Carl Vine on The Galileo Project
The Galileo Project was premiered by Tafelmusik on January 9, 2009 at The Banff Centre in Canada, where it was co-produced as part of a residency. The very next day I received an email from pianist Piers Lane, who was working at the centre at the time, to tell me that Musica Viva simply had to get the show to Australia. Over the following weeks further endorsements trickled in from friends and collaborators in the broader international Viva family, and it became clear that Piers, as usual, was right.
A few months later we secured video footage of a performance, and it was immediately obvious that this was a remarkable concert event that Australian audiences deserved to see. It took the next few years to put all of the pieces in place to make an Australian national tour of The Project possible.

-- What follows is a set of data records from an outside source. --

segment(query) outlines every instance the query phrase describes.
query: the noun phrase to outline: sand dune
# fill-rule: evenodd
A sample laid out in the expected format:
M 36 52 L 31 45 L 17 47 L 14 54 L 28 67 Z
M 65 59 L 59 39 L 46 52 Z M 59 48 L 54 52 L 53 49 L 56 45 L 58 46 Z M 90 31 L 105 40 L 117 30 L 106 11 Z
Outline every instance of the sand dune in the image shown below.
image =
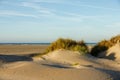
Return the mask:
M 68 50 L 58 50 L 35 58 L 2 63 L 0 80 L 120 80 L 119 65 L 114 61 L 110 66 L 110 60 L 82 56 L 79 52 Z
M 120 61 L 120 43 L 117 43 L 107 51 L 102 52 L 99 57 Z

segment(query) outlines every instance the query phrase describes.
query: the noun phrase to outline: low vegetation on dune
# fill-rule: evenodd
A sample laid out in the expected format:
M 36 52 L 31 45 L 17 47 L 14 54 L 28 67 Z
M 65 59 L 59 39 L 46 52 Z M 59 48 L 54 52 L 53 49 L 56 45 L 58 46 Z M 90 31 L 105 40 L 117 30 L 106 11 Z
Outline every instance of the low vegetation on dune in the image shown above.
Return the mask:
M 91 55 L 98 56 L 99 53 L 106 51 L 118 42 L 120 42 L 120 35 L 112 37 L 110 40 L 103 40 L 92 48 Z
M 60 38 L 56 40 L 55 42 L 51 43 L 51 45 L 47 48 L 45 53 L 52 52 L 54 50 L 58 49 L 66 49 L 71 51 L 79 51 L 82 53 L 87 53 L 88 48 L 84 41 L 74 41 L 72 39 L 63 39 Z

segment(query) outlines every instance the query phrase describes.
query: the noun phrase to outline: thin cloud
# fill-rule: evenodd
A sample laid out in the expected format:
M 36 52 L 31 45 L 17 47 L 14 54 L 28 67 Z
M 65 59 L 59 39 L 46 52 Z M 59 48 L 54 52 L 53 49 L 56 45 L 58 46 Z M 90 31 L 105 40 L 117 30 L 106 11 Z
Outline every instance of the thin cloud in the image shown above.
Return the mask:
M 32 17 L 37 18 L 35 15 L 23 14 L 16 11 L 0 11 L 0 16 L 20 16 L 20 17 Z

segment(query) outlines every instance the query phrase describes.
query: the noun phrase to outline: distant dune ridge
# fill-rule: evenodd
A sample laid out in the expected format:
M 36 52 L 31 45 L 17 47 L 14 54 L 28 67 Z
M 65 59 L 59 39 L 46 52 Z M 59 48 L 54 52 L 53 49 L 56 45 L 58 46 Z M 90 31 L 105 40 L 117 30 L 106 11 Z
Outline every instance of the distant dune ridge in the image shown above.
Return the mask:
M 83 41 L 70 39 L 58 39 L 49 48 L 40 46 L 43 54 L 38 54 L 38 45 L 14 46 L 14 53 L 5 47 L 10 46 L 0 46 L 0 80 L 120 80 L 119 43 L 96 57 L 88 53 Z
M 100 53 L 98 57 L 120 61 L 120 43 L 118 42 L 107 51 Z

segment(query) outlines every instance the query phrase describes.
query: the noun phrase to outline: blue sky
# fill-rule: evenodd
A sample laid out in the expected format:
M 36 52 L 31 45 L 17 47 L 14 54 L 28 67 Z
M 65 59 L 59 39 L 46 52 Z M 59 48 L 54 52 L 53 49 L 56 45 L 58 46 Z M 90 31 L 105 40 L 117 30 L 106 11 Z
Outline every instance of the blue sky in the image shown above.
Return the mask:
M 118 34 L 119 0 L 0 0 L 0 42 L 98 42 Z

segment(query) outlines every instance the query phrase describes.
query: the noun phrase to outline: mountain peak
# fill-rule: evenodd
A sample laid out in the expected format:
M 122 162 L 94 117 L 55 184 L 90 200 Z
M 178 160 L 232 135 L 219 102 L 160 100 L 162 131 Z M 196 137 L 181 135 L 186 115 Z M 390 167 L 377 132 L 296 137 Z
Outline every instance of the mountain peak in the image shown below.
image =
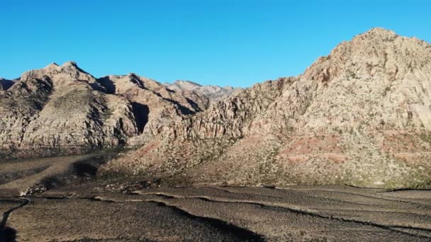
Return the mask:
M 70 61 L 70 62 L 65 62 L 62 67 L 74 67 L 76 68 L 79 68 L 78 65 L 77 64 L 77 62 L 73 62 L 73 61 Z
M 373 28 L 369 30 L 357 35 L 354 39 L 376 39 L 391 41 L 398 35 L 393 31 L 383 28 Z

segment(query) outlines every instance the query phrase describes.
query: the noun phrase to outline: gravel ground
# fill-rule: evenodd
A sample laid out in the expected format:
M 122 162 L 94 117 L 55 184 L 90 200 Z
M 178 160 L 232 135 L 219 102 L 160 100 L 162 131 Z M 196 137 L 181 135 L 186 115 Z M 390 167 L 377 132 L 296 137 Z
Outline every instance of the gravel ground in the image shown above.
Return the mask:
M 431 191 L 347 186 L 152 188 L 97 184 L 31 197 L 7 221 L 18 241 L 431 241 Z M 0 199 L 4 212 L 16 199 Z

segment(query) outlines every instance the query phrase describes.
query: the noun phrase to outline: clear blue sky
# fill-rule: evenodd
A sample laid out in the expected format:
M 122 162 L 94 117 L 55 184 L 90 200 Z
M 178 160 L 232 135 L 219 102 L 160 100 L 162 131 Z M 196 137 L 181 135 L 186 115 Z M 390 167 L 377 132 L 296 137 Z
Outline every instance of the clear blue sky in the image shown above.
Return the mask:
M 97 77 L 250 86 L 376 26 L 431 42 L 430 2 L 0 0 L 0 76 L 74 60 Z

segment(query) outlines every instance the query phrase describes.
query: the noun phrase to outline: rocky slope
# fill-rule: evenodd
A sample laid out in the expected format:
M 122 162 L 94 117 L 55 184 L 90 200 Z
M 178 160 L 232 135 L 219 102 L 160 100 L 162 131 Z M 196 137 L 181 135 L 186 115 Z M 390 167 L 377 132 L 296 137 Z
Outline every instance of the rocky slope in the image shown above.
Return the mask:
M 176 185 L 431 186 L 429 43 L 375 28 L 298 76 L 216 101 L 220 91 L 52 64 L 0 93 L 0 156 L 126 145 L 138 148 L 103 173 Z
M 4 93 L 13 85 L 15 82 L 0 77 L 0 93 Z
M 0 156 L 138 144 L 200 110 L 195 101 L 153 80 L 133 74 L 98 79 L 74 62 L 51 64 L 24 73 L 1 93 Z
M 106 172 L 233 185 L 431 185 L 431 45 L 375 28 L 214 103 Z

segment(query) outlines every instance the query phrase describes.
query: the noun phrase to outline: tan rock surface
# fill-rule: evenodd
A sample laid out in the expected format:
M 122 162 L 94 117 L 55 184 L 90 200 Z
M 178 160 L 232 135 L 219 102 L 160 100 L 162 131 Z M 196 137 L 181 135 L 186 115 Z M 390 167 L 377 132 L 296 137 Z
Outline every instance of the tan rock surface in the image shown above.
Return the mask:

We are about to enjoy the fruits of all this organisation.
Tafelmusik is a remarkable ensemble by any measure. Like most world-class chamber orchestras it has, in the person of Jeanne Lamon, a tireless and endlessly inventive director who is also a phenomenal musician. Less evident at first, hidden away behind a double bass, is Alison Mackay, whose uncommon skill at combining elements of theatre, literature and history with a passionate love of Baroque music has resulted in a string of extraordinary staged musical events that have placed the ensemble in a class without peer.
Previous spectacles devised by Alison for the Toronto-based group include a multi-disciplinary festival inspired by Ovid’s Metamorphoses, a multicultural creation based on ‘The Four Seasons’, and a musical celebration of Canadian architecture.
Professor of Astronomy at the University of Toronto, Dr John Percy, is an avid fan and long-term supporter of Tafelmusik who had followed these events with interest. He wanted, in 2009, the International Year of Astronomy, to celebrate the 400th anniversary of Galileo’s use of the astronomical telescope, and wisely reasoned that this should form the basis of the group’s next theatrical presentation.
The result is an amazing concert that opens with Shakespeare, Bach and Kepler, and wends its mesmerising way through centuries of musical, philosophical and scientific evolution, led by meandering musicians, an actor, and projected images whose impact is as astronomical as their content.
It is disarmingly easy to create multidisciplinary events that falter on every one of their axes. Tafelmusik hews the infinitely harder path, not just of making every component shine, but also of having the totality far exceed the sum of its parts.